Not that many would agree, but all those repeated responses to this thread were well worth it if I was able to help someone out. You're more than welcome man.


----------



## Blix

Hello. I've scanned through this thread (and a few others) but can't see the torque settings for the sub frame. Does anyone have them or can point me towards them. I've also googled but can only find mk1 settings.
Also for the control arms too if poss. or just a complete list of mk2 torques as I'm taking much of the front apart too.

Thanks in advance.


----------



## Blix

Don't worry. I found the torque settings on another forum.


----------



## 911F

A few questions if you dont mind:

Are these bolts the same for a 2013 1.8 TFSi? My wifes car has started developing these clunking noises.

I also have similar noises in my MK1 3.2 - are the bolts the same?

Finally - would you mind sharing the Torque Settings?

Many thanks


----------



## pdk42

Blix said:


> Don't worry. I found the torque settings on another forum.


And the torque settings are.....?


----------



## mickee92

Blix said:


> Don't worry. I found the torque settings on another forum.


Paha Cast off I'm on board :lol:


----------



## Daniels

I have had the subframe ECS kit (subframe bolt kit) fitted and the noise is still there. What bushes did you replace to resolve the knocking?


----------



## Barr_end

Daniels said:


> I have had the subframe ECS kit (subframe bolt kit) fitted and the noise is still there. What bushes did you replace to resolve the knocking?

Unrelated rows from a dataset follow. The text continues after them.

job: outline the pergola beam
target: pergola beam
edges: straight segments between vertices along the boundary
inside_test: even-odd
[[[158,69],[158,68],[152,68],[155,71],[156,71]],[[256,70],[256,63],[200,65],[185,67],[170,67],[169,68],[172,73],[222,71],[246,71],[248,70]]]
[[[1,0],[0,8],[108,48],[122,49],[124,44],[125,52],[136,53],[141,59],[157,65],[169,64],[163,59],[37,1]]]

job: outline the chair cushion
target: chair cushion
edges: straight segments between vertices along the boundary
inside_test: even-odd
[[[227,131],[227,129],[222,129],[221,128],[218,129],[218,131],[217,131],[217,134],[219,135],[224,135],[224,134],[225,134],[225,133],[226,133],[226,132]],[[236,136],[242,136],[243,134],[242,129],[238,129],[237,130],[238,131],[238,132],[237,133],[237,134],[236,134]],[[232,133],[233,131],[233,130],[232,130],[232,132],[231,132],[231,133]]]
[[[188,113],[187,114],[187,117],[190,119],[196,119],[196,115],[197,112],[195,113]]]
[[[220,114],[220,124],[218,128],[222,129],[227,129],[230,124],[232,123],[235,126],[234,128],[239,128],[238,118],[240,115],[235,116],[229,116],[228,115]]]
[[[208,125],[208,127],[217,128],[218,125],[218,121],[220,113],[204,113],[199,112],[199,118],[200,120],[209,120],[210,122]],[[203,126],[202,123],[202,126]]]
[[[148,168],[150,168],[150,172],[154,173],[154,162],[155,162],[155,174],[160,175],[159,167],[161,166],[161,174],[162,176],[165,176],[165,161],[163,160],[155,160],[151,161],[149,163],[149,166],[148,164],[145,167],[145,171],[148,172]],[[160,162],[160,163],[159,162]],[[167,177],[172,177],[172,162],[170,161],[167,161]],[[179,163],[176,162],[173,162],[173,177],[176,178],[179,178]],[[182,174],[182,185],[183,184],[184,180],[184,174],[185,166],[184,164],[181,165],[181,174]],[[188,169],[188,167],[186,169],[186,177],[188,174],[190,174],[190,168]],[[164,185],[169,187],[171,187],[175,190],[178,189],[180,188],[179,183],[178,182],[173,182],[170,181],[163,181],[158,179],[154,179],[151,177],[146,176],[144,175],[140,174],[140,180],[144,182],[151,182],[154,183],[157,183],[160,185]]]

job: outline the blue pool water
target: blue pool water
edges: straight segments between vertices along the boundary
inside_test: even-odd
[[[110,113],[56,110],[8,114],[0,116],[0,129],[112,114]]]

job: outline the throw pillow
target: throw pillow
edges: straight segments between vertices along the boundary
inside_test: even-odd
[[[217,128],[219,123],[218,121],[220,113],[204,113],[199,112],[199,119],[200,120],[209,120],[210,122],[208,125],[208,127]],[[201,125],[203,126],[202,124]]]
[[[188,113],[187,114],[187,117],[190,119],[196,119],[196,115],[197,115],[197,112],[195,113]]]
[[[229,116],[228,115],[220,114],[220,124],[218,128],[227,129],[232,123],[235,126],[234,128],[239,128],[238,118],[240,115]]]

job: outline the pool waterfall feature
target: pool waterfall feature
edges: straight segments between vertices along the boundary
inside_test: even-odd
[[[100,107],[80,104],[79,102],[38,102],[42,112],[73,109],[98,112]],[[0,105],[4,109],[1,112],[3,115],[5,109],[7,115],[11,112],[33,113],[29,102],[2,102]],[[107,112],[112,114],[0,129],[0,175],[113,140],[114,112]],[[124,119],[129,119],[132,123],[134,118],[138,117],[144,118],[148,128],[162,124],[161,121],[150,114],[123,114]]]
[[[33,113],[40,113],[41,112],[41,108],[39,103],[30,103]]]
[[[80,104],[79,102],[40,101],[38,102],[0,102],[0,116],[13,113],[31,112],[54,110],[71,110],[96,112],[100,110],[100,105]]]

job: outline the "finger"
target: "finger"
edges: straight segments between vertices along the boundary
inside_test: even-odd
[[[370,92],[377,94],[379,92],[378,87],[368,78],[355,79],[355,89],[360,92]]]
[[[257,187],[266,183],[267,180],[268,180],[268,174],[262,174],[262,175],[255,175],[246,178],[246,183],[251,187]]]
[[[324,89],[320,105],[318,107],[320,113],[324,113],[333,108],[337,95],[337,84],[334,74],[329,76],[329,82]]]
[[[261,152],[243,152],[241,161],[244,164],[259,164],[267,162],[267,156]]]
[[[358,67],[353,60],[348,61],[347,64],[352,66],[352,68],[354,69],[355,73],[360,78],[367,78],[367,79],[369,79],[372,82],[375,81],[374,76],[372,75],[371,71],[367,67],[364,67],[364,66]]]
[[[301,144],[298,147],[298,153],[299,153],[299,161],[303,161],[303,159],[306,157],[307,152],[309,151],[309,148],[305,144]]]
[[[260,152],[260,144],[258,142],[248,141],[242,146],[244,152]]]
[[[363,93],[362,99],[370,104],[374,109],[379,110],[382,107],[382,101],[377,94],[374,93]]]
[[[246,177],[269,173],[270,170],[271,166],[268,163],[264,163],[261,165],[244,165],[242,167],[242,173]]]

This kit isn't really up to the job and only replaces x2 of the subframe bolts which all need replacing as anyone of those could be causing the noise.


----------



## Daniels

Ah I see. So worth trying all of them. I have had a look but is the only place to get them direct from audi? Do you know the part numbers needed? Assuming the two in that kit are okay. Everything else has been done as well, so this was my last resort regarding the noise. Thanks for the help!


----------



## 911F

Anyone?



911F said:


> A few questions if you dont mind:
> 
> Are these bolts the same for a 2013 1.8 TFSi? My wifes car has started developing these clunking noises.
> 
> I also have similar noises in my MK1 3.2 - are the bolts the same?
> 
> Finally - would you mind sharing the Torque Settings?
> 
> Many thanks


----------



## 911F

Also, does the undertray have to come off to change/tighten the bolts?

Many thanks


----------



## Venom

Did anyone know what the Torque settings are for the bolts on the Subframe?


----------



## SwissJetPilot

Torque values for most of the TT can be found in here. It's a large file so I split it up and posted it for download in four sections.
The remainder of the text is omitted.